Generally, they are badly (or narrowly) educated and trained. Even elite universities offer courses such as PPE that are thought to prepare future political decision-makers but are clearly inadequate and in some ways damaging, giving people like Cameron and Balls false confidence in 1) the value of their acquired bluffing skills and 2) the scientific basis of modern economics’ forecasts. Powerful decision-makers also usually operate in institutions that have vastly more ambitious formal goals than the dysfunctional management could possibly achieve, and which generally select for the worst aspects of chimp politics and against those skills seen in rare successful organisations (e.g the ability to simplify, focus, and admit errors). Most politicians, officials, and advisers operate with fragments of philosophy, little knowledge of maths or science (few MPs can answer even simple probability questions yet most are confident in their judgement), and little experience in well-managed complex organisations. The skills, and approach to problems, of our best mathematicians, scientists, and entrepreneurs are almost totally shut out of vital decisions.

These issues are connected to the failure of political elites to get big decisions right since the 1860s, as I discussed in The Hollow Men. In Part II next week, I will discuss some of the issues about how Whitehall works that cause so many problems and what can be done to improve this situation.

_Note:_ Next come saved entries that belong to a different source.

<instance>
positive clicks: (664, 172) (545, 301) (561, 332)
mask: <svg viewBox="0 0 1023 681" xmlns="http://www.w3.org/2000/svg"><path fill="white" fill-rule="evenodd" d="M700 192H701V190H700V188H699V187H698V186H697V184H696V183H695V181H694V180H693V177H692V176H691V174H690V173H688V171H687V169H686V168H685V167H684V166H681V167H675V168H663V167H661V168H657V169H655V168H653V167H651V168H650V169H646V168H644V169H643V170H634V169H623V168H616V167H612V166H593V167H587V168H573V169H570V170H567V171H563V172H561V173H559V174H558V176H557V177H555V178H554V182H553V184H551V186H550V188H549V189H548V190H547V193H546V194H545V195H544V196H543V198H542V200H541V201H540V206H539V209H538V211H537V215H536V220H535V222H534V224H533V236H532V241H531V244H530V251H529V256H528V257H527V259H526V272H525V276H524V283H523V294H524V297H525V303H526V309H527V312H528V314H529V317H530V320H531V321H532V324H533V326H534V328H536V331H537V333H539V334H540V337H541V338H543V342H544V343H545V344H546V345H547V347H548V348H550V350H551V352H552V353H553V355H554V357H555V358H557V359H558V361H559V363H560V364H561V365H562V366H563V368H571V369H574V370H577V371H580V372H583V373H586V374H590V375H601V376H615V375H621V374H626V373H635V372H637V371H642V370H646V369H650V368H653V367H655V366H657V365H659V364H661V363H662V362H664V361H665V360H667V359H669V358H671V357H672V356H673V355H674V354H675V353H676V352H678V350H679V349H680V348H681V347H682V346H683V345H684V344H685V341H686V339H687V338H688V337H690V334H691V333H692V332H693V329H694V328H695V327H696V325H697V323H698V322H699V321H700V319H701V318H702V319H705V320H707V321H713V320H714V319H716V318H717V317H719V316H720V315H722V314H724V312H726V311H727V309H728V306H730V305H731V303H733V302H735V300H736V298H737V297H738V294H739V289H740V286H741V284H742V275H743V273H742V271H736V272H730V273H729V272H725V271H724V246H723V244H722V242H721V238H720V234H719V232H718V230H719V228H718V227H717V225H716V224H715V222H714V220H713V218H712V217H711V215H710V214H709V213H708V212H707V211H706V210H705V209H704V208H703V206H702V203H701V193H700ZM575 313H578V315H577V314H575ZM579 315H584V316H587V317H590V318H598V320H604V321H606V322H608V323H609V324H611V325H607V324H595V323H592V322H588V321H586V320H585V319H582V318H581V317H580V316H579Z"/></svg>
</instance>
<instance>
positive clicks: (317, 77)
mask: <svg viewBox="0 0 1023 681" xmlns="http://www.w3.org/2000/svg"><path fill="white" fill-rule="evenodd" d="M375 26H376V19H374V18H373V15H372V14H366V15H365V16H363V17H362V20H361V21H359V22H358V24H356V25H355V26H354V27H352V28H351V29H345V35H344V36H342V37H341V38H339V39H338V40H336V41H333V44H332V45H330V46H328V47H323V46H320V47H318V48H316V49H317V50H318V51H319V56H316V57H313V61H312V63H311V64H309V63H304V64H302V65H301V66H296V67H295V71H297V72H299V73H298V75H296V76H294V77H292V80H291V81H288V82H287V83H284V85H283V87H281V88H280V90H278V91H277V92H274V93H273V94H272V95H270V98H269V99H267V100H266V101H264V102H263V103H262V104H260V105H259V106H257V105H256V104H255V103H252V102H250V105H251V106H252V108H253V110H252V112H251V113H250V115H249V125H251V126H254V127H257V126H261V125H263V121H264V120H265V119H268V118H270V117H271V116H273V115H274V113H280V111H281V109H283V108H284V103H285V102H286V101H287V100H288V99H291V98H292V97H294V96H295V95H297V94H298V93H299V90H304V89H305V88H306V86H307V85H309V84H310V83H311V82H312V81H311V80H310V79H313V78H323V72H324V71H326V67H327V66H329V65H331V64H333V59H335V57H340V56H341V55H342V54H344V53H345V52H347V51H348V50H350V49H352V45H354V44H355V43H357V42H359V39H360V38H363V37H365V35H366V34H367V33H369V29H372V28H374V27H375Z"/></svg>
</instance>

In Part II of this blog, I will explore some more of the science of prediction. But I’d prefer you to look at my essay, from which most of this is taken…

*  This happens in social sciences too. E.g. Brouwer’s fixed-point theorem in topology was first applied to ‘equilibrium’ in economics by von Neumann (1930’s), and this approach was copied by Arrow and Debreu in their 1954 paper that laid the foundation for modern ‘general equilibrium theory’ in economics.

** Einstein asked, ‘How is it possible that mathematics, a product of human thought that is independent of experience, fits so excellently the objects of physical reality?’ ‘Is mathematics invented or discovered?’, Tim Gowers (Polkinghorne, 2011). Hilbert, Cantor and Einstein thought it is invented (formalism). Gödel thought it is discovered (Platonism). For a non-specialist summary of many issues concerning maths and prediction, cf. a talk by Fields Medallist Terry Tao. Wigner answered Einstein in a famous paper, ‘The Unreasonable Effectiveness of Mathematics in the Natural Sciences’ (1960).